While most central banks are contemplating how to gently break it to the public that since they are out of ammo with interest rates at all time low, and $15 trillion in global sovereign debt is now yielding negative – a financial abortion which suggests the value of money is negative – the only hope markets have to avoid collapse is for central banks to start buying stocks in the open market, the BOJ has no such problems: after all the Japanese central bank (alongside its Swiss peer) has for years been quite open that it purchases stocks and ETFs directly. Unfortunately, in its efforts to stabilize the market, the BOJ has been purchasing a little too many ETFs and it now owns far too much.
Last May, speaking to Japanese parliamentarians, BOJ Governor Haruhiko Kuroda noted that the central bank now owns nealry 80% of the country’s stock of ETFs, the result of a program begun in 2010 and ramped up in 2013.

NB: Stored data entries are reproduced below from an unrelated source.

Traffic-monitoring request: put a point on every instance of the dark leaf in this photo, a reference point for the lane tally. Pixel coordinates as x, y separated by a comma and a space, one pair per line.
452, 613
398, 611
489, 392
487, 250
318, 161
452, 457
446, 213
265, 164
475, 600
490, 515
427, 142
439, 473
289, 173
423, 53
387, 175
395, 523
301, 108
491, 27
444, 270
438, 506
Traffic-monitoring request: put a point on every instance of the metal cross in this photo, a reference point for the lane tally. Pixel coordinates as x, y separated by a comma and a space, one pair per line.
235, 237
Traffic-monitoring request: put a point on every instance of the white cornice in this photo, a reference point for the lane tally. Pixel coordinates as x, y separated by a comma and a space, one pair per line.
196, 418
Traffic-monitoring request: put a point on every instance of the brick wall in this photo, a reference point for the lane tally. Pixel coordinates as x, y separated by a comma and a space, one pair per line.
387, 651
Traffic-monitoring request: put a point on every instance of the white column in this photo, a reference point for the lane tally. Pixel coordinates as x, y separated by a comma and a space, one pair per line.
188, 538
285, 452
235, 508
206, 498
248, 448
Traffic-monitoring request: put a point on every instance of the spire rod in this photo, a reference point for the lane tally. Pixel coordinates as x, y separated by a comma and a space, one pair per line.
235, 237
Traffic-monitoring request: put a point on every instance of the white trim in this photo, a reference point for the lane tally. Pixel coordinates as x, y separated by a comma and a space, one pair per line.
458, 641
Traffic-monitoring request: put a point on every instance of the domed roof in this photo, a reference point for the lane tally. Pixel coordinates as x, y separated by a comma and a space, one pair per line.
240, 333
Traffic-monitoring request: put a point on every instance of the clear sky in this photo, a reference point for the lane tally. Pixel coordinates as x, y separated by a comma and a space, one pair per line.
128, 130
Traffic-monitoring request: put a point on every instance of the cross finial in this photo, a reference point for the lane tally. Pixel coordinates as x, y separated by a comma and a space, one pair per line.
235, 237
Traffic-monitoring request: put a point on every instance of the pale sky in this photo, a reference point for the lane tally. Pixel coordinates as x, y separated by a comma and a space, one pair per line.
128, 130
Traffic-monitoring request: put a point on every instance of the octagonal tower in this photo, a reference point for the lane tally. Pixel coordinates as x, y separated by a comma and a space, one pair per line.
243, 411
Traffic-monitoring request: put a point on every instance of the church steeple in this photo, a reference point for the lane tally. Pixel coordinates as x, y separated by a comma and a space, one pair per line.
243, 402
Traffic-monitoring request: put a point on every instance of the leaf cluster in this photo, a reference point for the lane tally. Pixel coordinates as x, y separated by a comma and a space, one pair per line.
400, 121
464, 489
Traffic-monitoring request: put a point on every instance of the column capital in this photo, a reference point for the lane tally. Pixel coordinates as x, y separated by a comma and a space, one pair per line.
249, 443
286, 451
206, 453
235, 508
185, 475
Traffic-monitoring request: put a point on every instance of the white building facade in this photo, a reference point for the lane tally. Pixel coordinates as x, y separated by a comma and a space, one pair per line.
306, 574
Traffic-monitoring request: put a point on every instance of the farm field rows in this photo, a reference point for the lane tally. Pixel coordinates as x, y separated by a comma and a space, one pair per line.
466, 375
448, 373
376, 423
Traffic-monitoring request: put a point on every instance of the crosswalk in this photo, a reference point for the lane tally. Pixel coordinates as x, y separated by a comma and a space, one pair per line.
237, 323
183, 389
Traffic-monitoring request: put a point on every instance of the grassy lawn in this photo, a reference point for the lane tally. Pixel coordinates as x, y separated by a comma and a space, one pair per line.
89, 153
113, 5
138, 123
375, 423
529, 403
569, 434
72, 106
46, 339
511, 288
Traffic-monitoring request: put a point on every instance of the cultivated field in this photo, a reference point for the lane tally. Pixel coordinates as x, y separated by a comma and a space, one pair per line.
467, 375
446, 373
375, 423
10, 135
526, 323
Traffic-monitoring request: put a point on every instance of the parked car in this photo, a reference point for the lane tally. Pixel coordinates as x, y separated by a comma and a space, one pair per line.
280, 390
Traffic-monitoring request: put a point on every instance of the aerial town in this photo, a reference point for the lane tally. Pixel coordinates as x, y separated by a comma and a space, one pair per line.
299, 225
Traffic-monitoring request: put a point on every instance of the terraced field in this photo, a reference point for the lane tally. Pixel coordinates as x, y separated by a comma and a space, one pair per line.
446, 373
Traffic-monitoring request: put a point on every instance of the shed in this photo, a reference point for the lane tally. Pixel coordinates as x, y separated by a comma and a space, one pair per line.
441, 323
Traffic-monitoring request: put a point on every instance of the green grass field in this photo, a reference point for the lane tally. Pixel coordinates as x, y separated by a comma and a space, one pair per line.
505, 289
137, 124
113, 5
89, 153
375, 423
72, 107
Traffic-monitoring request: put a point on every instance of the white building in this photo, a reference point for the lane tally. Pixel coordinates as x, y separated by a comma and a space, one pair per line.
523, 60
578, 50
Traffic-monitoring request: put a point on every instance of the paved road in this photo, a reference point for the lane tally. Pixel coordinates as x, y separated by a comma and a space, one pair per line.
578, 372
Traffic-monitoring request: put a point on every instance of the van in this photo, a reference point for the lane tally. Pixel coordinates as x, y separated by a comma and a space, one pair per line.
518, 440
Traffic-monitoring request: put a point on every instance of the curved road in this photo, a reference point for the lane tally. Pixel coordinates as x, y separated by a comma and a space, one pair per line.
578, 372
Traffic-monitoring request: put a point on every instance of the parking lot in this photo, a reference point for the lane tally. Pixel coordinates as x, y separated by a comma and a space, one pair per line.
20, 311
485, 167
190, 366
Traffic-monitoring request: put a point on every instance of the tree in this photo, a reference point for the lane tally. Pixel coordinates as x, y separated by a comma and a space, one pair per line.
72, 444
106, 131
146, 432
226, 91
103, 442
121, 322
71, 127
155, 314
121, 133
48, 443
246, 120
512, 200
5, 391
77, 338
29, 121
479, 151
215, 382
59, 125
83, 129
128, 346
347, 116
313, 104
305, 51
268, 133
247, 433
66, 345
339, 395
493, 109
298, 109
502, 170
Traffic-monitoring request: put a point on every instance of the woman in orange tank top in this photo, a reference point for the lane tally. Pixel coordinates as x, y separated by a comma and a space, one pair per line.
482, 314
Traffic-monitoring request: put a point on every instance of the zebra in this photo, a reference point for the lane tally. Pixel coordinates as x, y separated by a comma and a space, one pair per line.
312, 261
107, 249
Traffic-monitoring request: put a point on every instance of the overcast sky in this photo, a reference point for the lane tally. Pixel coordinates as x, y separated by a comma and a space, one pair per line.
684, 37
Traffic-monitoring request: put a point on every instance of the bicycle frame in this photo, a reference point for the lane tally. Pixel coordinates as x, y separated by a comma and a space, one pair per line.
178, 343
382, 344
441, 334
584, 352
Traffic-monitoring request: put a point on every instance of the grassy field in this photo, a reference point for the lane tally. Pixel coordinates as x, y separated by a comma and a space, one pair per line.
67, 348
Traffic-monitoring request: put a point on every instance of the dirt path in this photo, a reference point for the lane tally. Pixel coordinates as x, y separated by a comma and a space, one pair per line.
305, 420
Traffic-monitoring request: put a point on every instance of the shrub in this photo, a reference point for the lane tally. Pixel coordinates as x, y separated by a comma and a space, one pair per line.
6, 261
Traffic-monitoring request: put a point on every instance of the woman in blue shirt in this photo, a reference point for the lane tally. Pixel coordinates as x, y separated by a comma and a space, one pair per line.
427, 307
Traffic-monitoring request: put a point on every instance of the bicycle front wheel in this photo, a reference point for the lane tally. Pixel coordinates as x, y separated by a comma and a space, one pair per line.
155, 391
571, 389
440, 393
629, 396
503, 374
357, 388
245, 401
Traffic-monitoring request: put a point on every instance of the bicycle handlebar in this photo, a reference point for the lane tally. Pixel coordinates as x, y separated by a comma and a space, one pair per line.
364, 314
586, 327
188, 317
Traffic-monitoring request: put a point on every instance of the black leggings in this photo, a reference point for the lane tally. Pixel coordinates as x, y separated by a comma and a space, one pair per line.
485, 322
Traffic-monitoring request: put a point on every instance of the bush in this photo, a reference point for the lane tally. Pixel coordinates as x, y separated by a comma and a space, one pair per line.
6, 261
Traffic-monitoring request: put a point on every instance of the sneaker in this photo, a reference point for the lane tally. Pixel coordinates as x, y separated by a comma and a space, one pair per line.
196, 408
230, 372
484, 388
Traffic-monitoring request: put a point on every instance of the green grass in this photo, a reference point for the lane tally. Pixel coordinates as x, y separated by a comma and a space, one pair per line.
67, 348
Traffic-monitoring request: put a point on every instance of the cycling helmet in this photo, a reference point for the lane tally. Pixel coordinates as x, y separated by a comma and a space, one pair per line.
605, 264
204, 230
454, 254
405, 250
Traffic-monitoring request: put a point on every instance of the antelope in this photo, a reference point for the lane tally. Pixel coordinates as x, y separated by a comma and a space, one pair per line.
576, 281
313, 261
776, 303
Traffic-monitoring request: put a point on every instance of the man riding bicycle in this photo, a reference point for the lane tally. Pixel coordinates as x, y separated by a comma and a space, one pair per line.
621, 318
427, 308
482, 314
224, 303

Unfortunately, the program failed in its immediate task: the main goal of ETF buying was to lower Japan’s equity-risk premium – the extra returns investors expect for buying stock rather than simply parking their money in riskless government debt. A lower premium should raise stock prices and make equity financing easier for listed companies. But at just shy of 7%, Japan’s premium remains stubbornly above the U.S.’s 6%—with the gap little changed in six years – according to Aswath Damodaran, professor of finance at New York University’s Stern School of Business.
Now what is truly terrifying is that the impact of the BOJ’s massive equity purchases is actually not easily visible in Japanese stock valuations as share prices have actually fallen as a multiple of earnings during the course of the program.